The Pittsburgh Tribune Review examines Pennsylvania’s draconian ballot access laws and the hoops and hurdles that block the path of allowing trans-partisan politics to become reality in America:
Making ballot access extremely difficult for their competitors ensures that the duopoly seldom is challenged. The race for governor between Gov. Ed Rendell and Lynn Swann, his Republican opponent — two miserable choices for governor — probably will not include independent candidate Russ Diamond.
To be on this year’s ballot Mr. Diamond needs more than 100,000 signatures on his petitions to ensure that there will be roughly 67,000 valid ones mandated by the state law.

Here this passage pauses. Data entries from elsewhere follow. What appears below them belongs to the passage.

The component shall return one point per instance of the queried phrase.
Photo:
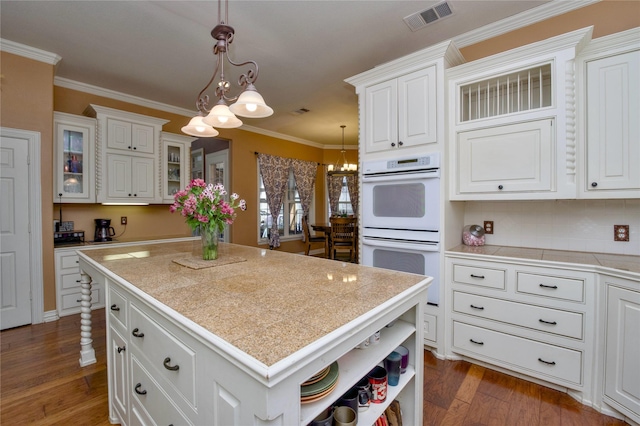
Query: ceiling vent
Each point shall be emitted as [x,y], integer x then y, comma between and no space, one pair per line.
[423,18]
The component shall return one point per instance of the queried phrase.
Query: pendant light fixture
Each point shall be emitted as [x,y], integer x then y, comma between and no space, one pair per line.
[342,166]
[248,104]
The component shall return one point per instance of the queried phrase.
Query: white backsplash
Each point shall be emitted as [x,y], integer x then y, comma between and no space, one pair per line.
[579,225]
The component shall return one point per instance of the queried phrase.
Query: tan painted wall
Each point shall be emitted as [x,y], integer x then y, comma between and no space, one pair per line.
[26,103]
[607,17]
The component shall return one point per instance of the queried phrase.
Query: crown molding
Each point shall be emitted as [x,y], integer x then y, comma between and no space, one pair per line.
[523,19]
[29,52]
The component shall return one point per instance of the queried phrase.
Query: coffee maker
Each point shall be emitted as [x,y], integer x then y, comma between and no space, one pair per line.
[104,231]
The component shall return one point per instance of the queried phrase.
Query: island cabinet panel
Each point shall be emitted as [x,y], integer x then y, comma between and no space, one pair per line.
[166,368]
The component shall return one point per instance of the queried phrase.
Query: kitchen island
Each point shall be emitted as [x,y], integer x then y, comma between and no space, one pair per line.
[232,343]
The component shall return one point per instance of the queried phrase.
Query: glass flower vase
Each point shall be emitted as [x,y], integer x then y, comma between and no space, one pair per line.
[210,238]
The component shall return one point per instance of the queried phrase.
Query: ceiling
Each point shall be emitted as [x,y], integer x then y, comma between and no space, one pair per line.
[161,50]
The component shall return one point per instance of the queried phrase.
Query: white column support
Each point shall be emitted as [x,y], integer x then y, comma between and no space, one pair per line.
[87,353]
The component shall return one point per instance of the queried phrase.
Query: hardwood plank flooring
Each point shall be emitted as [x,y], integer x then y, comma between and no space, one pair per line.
[42,383]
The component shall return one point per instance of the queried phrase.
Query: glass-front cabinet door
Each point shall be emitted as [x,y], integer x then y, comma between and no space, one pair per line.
[74,158]
[175,164]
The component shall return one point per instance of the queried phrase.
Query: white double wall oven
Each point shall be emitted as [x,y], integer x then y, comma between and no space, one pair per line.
[401,217]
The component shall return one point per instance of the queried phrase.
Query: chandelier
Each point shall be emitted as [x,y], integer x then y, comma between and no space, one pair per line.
[248,104]
[342,167]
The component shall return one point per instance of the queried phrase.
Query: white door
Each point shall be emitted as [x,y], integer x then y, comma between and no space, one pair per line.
[217,171]
[15,259]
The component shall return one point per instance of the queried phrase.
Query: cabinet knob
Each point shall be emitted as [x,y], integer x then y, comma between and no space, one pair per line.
[138,391]
[168,366]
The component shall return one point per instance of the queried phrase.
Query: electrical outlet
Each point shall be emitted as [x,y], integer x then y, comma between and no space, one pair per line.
[488,227]
[620,232]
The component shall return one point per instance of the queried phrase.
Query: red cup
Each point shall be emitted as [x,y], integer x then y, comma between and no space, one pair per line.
[378,380]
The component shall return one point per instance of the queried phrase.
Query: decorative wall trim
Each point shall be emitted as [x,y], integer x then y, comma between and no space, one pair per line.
[29,52]
[529,17]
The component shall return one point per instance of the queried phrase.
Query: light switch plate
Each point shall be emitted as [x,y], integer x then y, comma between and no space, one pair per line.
[620,232]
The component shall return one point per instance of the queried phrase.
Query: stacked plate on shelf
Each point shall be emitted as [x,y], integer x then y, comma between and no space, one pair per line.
[320,384]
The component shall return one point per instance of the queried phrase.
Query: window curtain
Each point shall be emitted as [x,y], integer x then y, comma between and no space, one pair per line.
[304,172]
[354,192]
[275,175]
[334,187]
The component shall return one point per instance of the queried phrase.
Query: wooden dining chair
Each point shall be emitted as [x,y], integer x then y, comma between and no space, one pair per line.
[343,236]
[309,239]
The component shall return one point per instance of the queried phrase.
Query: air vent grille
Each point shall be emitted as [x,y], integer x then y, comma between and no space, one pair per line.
[423,18]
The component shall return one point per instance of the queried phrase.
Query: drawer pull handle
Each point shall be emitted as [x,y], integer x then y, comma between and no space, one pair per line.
[138,391]
[168,366]
[553,287]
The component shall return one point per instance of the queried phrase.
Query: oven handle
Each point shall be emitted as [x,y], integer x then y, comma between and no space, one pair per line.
[401,244]
[394,177]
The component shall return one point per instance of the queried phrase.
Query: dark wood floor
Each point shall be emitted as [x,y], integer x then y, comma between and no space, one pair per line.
[42,383]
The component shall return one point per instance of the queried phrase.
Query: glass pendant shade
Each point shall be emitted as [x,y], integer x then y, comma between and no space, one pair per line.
[251,104]
[198,128]
[221,117]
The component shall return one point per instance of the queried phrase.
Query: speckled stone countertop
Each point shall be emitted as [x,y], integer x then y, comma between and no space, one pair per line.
[269,304]
[612,261]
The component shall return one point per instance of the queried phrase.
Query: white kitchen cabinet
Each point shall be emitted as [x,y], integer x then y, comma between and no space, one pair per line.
[128,148]
[612,129]
[509,158]
[74,158]
[131,178]
[622,346]
[174,164]
[513,131]
[401,112]
[537,320]
[402,103]
[68,289]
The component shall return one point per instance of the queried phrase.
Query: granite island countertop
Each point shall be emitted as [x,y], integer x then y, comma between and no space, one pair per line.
[625,263]
[267,303]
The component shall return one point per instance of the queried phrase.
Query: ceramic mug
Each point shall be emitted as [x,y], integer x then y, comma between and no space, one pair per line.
[364,393]
[378,380]
[345,416]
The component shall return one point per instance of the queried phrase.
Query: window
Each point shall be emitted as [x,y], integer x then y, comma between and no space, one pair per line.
[290,217]
[344,202]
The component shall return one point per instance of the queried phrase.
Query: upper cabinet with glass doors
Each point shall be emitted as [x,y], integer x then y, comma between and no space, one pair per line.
[513,130]
[174,164]
[74,158]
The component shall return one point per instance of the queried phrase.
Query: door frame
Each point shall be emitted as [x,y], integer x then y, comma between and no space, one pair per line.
[35,217]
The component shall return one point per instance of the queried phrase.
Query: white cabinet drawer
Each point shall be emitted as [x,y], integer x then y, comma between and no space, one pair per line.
[164,352]
[536,317]
[550,286]
[118,308]
[485,277]
[148,394]
[69,261]
[542,360]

Rendell and Swann each need to collect 2,000 signatures to be on the ballot. Diamond believes he can get the 100,000 by the Aug. 1 deadline even though he now has only about 5,000.

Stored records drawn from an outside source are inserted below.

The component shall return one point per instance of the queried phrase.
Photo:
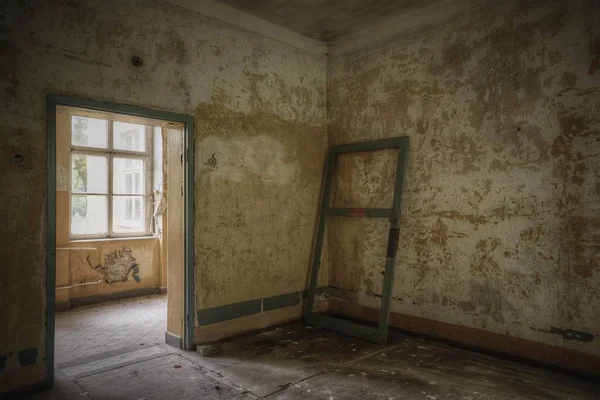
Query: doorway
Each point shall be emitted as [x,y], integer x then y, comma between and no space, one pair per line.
[111,233]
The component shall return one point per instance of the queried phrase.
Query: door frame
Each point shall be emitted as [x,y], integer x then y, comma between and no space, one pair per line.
[52,101]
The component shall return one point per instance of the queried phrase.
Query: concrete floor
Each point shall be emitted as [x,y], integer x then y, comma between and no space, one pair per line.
[299,362]
[98,329]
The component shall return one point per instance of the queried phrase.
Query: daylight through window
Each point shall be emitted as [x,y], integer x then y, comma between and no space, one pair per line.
[110,178]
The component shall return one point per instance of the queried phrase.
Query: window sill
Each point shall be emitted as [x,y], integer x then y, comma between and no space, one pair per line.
[113,239]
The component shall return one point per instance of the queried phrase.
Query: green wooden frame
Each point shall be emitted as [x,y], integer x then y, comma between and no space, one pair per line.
[52,101]
[379,334]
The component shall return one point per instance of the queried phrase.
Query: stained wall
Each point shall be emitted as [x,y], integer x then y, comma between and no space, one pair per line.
[271,96]
[500,224]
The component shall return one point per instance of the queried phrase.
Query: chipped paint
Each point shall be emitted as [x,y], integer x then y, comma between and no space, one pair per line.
[500,221]
[258,230]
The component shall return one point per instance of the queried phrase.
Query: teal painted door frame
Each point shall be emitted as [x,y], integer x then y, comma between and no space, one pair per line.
[52,101]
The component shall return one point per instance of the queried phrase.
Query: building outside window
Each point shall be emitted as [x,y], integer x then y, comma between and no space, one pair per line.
[110,178]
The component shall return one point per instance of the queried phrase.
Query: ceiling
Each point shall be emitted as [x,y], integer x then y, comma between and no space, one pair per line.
[327,20]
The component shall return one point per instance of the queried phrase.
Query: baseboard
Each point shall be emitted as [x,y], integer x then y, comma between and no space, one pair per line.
[18,382]
[62,306]
[174,340]
[523,350]
[101,298]
[251,324]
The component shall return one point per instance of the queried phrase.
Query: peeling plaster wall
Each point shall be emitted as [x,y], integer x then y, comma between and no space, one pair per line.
[501,215]
[259,104]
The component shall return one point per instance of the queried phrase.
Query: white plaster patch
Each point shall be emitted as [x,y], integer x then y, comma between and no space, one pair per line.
[242,158]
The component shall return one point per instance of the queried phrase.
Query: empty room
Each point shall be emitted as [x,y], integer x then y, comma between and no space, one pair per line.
[286,199]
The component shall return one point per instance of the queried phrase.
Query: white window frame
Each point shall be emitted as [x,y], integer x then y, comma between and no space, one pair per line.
[110,153]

“It is draconian,” Diamond says. “It’s really high.”
Two miserable choices… that about sums it up. What’s awesome is that more libertarians are focusing on the biggest roadblock to election reforms: these stupid ballot discrimination practices. Lawsuits like this one are a major step towards that goal. If we can at the very least level the playing-field with the entrenched duopoly, we might have a better fighting chance at using our resources for advertising and actual campaigning, not just on getting on the ballot and then burning out our volunteers.
Oddly enough, I’ve been getting near daily emails from the Diamond campaign with loads of activity and have failed in my own duty to cover him (he’s running as an Independent, but from glossing over his surprisingly good-looking website, he’s a good choice for anyone looking for a real alternative in Pennsylvania). If he can get past this incredible hurdle of 100,000 signatures, his leadership in PACleanSweep should make him quite a formidable candidate.